Goods Mart shoppers are prompted to tip a percentage of their bill upon checkout, and every month the store donates the tips to a local nonprofit. (NYC Parks Stewardship will be its first New York beneficiary.)
Ms. Krupa and a customer at her store.CreditKatia Repina for The New York Times
“She emailed us, introduced herself as the owner of this new business and told us about this practice they had instituted of donating tips,” said Tina Christopulos, the co-chairwoman of fund-raising at Micheltorena Elementary School, a block away from the Silver Lake store. “I was concerned, at first — would we be taking tips away from employees? She explained it further, and I was astonished, by the end of June, that they had raised over $1,000 for us.”

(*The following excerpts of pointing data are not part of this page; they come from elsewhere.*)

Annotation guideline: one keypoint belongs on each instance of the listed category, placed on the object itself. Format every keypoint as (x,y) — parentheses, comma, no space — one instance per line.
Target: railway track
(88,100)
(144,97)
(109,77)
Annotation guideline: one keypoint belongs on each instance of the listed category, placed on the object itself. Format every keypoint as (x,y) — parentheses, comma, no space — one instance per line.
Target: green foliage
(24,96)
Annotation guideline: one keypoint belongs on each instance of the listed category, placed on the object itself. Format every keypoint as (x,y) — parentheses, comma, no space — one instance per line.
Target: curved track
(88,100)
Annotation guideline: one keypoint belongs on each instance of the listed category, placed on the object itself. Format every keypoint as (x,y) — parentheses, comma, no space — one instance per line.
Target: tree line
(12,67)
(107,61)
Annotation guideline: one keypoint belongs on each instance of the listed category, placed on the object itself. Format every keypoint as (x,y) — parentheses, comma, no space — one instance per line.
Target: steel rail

“I have stopped in half a dozen times,” Ms. Christopulos said. “They have delicious burritos,” made by the restaurant Burritos La Palma, which was praised by the food critic Jonathan Gold. The other co-chairwoman of Micheltorena is a fan of the organic kombucha slushie — like a Slurpee, but without the high-fructose corn syrup.
Last month, Ms. Krupa organized a happy hour for the school’s students and gave out 100 organic Popsicles. On Oct. 27, the New York store will lead an outing to weed and add mulch to trees planted in SoHo. In September, Ms. Krupa leased an apartment on Mott Street, and she is continuing to work at her firm’s New York office.
She hopes eventually to arrive in the middle of the country, she said, “where there’s less access to the better options. If we could pop up on a heavily trafficked highway stop, or a place where younger families are starting to move, that’s where we could really make a difference.”